The Richmond County Sheriff’s Office said it will beef up security at First Fridays and crack down on minors who are out after the city’s midnight curfew after six people were shot last week.
“We will be very proactive with curfew violations from here on out,” Capt. Scott Gay said. “We have cited people in the last few months. It is always a bigger problem in the summer.”
Around 11:30 p.m. Friday, witnesses saw two groups heading toward each other before shots rang out. Gay said they believe the incident was gang-related because the groups were wearing similar colors, an indicator of gang involvement in the past, although he said Broad Street is not a gang’s current territory.
Investigators have developed several leads in the case and believe one person was responsible for the shooting. At this point they have been unable to identify any gangs in the area that refer to themselves as “Kings,” which one victim, 14-year-old Brittany Moore, said she heard someone say.
“It terrifies me that someone would shoot into a crowd of people,” Gay said. “We will make an arrest. It’s just a matter of when.”
Police recovered a Hi-Point 9 mm and about 10 shell casings from the scene. The gun is being processed by the Crime Scene Unit. Investigator Tom Johnson said the sheriff’s office will pull prints from the gun this week and send it to the Georgia Bureau of Investigation for ballistic testing.
Of the six people shot Friday night, three were under 18.
Jenea Simmons, 17, was downtown for her first First Friday when she was shot in the foot. She said she did not see a crowd or the shooter. When the crowd started to scatter after the gunshots, she realized she could not move her foot. When she looked down she saw a bleeding hole.
“That was my first and last First Friday,” she told a Chronicle reporter Sunday. Gay said the presence of juveniles downtown after First Friday is the root of the problem. He said vendors that are open late on Broad Street attract kids. Although the curfew does not start until midnight, if there is nothing to draw them downtown they will be less likely to hang out outside the bars.

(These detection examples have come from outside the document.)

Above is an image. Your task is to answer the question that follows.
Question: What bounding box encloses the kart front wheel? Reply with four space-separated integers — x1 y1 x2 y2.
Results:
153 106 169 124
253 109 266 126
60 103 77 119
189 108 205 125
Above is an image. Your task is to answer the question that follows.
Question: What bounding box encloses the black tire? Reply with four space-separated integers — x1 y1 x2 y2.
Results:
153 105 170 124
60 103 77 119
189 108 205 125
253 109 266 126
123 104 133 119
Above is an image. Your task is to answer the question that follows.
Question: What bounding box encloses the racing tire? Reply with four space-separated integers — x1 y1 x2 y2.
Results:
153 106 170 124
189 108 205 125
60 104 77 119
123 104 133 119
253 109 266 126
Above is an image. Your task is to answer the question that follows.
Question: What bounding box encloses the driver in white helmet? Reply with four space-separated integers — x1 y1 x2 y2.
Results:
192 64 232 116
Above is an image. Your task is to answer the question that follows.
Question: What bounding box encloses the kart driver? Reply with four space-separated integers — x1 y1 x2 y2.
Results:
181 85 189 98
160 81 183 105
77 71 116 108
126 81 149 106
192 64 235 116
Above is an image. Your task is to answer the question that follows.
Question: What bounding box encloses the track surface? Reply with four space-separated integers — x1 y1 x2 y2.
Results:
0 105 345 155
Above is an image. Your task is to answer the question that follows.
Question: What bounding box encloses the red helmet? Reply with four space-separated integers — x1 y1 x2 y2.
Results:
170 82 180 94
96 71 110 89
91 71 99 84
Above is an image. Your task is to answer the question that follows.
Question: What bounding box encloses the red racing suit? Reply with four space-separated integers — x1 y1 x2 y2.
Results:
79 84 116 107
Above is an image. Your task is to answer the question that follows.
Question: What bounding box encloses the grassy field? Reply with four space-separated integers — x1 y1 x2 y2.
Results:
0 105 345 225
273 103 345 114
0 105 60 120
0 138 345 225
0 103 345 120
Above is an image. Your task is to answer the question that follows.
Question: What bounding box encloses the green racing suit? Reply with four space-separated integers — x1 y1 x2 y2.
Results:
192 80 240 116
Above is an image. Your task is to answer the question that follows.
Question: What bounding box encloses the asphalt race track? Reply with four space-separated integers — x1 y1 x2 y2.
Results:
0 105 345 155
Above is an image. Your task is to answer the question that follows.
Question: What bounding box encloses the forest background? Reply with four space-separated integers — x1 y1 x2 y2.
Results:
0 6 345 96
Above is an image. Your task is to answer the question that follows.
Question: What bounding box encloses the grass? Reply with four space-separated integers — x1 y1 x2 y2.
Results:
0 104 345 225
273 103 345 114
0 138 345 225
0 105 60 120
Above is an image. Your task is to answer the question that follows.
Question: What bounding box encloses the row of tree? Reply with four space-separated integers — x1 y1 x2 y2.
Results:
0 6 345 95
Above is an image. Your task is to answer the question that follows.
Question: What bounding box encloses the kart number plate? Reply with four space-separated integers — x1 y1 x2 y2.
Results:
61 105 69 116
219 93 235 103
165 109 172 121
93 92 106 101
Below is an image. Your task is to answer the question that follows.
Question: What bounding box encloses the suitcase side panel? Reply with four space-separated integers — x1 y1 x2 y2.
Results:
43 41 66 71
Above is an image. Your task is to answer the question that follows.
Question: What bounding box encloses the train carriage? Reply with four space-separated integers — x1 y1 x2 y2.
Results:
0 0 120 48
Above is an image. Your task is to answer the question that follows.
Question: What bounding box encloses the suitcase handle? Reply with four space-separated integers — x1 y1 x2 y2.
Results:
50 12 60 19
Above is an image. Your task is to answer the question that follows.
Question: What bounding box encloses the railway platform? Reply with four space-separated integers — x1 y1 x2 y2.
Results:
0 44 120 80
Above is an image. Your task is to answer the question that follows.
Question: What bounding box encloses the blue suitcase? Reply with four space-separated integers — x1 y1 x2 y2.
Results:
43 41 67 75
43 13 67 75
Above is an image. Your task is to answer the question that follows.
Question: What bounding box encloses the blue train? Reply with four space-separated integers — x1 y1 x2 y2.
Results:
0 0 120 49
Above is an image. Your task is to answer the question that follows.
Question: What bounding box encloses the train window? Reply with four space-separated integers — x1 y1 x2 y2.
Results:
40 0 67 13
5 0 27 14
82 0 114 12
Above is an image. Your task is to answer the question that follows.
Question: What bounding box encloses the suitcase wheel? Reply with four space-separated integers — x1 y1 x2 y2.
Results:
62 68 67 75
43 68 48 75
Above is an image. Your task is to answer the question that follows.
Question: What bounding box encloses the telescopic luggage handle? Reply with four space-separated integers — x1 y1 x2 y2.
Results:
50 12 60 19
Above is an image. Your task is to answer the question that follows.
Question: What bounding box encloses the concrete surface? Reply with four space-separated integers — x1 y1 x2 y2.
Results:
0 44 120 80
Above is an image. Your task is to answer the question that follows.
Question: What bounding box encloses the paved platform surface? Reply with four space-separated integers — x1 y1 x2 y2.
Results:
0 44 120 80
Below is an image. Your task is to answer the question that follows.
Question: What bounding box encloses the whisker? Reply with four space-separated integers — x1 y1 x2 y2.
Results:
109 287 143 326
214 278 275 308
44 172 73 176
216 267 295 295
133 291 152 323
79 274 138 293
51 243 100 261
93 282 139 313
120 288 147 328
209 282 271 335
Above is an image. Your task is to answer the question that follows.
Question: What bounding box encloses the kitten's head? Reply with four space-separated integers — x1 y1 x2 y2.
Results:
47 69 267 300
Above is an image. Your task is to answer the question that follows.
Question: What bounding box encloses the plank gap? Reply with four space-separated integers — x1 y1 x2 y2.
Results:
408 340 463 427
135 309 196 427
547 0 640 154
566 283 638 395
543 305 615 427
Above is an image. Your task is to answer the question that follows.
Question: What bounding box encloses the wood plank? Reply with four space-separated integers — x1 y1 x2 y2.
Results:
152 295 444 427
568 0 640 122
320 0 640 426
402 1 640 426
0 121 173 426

The vendors tell law enforcement they have permission from businesses to set up shop. Because no one is taking responsibility for the event, police have no one to ask.
“First Friday needs to end,” Gay said. “If they end it, we can make sure no one is loitering. The vendors are the ones attracting kids. Without them, and with an increase in police presence, they will go somewhere else.”
Gay and Sheriff Ronnie Strength both said the curfew for youths age 17 and under, which was enacted in 1997, is very difficult to enforce because it requires extra manpower.
When a minor is picked up for a curfew violation, deputies have to wait with them until a parent picks them up, which can take hours.
“It’s very difficult (to enforce),” Strength said. “Parents don’t know where their kids are or what they’re doing. That’s the real problem.”